Onafriq a également confirmé que VALR est le seul déploiement opérationnel parmi les quatre, indiquant que le partenariat vient « tout juste d'être lancé » — un langage que l'entreprise n'a pas appliqué à Conduit, Yuno ou Privy.

Conduit et Privy : des progrès sans précisions

Interrogée spécifiquement sur le fait que le partenariat avec Conduit — le plus ancien des quatre et celui annoncé avec le plus d'ampleur en février — ait traité des transactions réelles ou réglé un corridor effectif depuis son lancement, Onafriq n'a pas répondu directement à la question. Sa réponse a été : « Nous sommes satisfaits des progrès que réalise le partenariat. » Aucun volume de transaction, corridor ou calendrier n'a été communiqué pour Conduit, ni pour aucun partenariat au-delà de la confirmation concernant VALR.

Concernant Privy, Onafriq a été plus précise sur le statut actuel. « Le partenariat marque le début d'une collaboration structurée plutôt qu'un lancement commercial immédiat », a déclaré l'entreprise, décrivant les travaux en cours comme l'intégration technique, la conception de solutions et des cas d'usage pilotes, ainsi qu'un engagement auprès des parties prenantes réglementaires lorsque cela est nécessaire.

Onafriq a décrit son approche globale comme consistant à valider la technologie, les cadres réglementaires et l'expérience client à travers des pilotes contrôlés avant tout déploiement commercial plus large, avec une disponibilité pour les clients annoncée marché par marché au fur et à mesure de leur préparation.

Ce qui est opérationnel et ce qui ne l'est pas

Lues dans leur ensemble, les explications d'Onafriq sur ses partenariats stablecoin sont plus mesurées que les annonces elles-mêmes — bien que de manière inégale.

Yuno est opérationnel dans sept marchés depuis son annonce du 9 juin. VALR, selon Onafriq, vient « tout juste d'être lancé ». Cela laisse Conduit et Privy — les deux partenariats les plus explicitement associés à la marque stablecoin — comme ceux qui n'ont pas encore atteint le lancement commercial selon la propre description d'Onafriq, les progrès réels de Conduit depuis février restant non précisés au-delà d'une déclaration générale de satisfaction.

La distinction est notable. Les deux partenariats construits autour de l'acceptation marchande et de l'infrastructure d'entrée/sortie sont opérationnels aujourd'hui, tandis que les deux construits autour du règlement par stablecoin et des portefeuilles intégrés — les parties de la pile les plus directement liées au mot « stablecoin » dans chaque communiqué de presse — restent soit non quantifiées, soit explicitement en pré-lancement.
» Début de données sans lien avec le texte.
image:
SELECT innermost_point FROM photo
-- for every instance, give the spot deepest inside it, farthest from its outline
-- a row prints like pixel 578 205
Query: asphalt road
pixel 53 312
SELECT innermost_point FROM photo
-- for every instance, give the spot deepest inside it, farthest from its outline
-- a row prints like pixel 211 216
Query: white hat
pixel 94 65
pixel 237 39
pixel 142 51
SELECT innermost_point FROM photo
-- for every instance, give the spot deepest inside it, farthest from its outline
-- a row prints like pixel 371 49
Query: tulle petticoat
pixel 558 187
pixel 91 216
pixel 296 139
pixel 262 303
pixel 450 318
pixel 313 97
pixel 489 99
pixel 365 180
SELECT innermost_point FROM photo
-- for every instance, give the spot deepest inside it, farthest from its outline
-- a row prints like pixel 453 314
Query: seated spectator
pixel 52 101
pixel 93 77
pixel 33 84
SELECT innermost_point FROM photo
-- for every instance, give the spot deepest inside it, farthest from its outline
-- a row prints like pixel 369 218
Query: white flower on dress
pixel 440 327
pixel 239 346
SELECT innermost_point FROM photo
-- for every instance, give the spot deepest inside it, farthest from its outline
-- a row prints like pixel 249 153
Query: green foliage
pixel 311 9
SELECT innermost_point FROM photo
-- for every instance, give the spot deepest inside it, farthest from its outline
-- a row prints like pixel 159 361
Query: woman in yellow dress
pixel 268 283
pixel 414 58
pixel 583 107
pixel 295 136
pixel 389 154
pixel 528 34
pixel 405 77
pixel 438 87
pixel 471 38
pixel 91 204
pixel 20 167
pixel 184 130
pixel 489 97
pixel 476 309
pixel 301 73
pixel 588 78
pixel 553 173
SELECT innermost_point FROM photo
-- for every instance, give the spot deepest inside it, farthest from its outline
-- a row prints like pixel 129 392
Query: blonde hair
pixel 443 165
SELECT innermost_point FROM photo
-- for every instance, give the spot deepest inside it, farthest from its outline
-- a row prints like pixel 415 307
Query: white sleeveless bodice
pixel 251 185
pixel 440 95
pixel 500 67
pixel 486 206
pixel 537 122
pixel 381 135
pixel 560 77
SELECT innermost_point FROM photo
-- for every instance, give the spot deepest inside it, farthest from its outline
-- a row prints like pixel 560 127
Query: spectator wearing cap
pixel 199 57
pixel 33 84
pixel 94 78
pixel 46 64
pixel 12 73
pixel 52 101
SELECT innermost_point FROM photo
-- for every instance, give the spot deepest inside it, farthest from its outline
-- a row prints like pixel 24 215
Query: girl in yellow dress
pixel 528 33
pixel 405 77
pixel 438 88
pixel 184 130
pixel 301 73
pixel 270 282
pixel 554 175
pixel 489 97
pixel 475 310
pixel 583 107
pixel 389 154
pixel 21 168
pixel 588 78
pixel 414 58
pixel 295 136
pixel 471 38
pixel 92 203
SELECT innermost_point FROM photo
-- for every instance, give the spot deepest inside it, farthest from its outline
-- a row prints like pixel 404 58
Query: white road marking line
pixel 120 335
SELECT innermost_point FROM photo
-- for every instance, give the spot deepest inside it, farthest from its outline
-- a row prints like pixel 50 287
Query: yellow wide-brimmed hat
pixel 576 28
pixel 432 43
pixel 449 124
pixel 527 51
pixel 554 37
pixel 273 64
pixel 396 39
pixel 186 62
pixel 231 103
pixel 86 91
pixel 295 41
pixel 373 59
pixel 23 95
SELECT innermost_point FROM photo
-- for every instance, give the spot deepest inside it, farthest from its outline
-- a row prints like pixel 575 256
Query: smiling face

Pour une entreprise dont le réseau traite déjà un volume substantiel de mobile money conventionnel, la couche stablecoin représente une extension vers une infrastructure dont la traction commerciale est encore en cours de démonstration, et non un remplacement des rails existants.

Construire une infrastructure en couches et interopérable couvrant les portefeuilles, le règlement, la liquidité et l'acceptation avant la clarté réglementaire est une stratégie défendable dans un domaine de la fintech africaine en rapide évolution et encore largement non réglementé. Mais cela signifie que la série d'annonces de partenariats sous la marque stablecoin en 2026 a, jusqu'à présent, livré des produits opérationnels principalement sur les parties de la pile les moins dépendantes du fonctionnement effectif des stablecoins — une distinction que les communiquer de presse eux-mêmes, uniformement optimistes et largement identiques dans leur ton, n'ont pas clarifiée.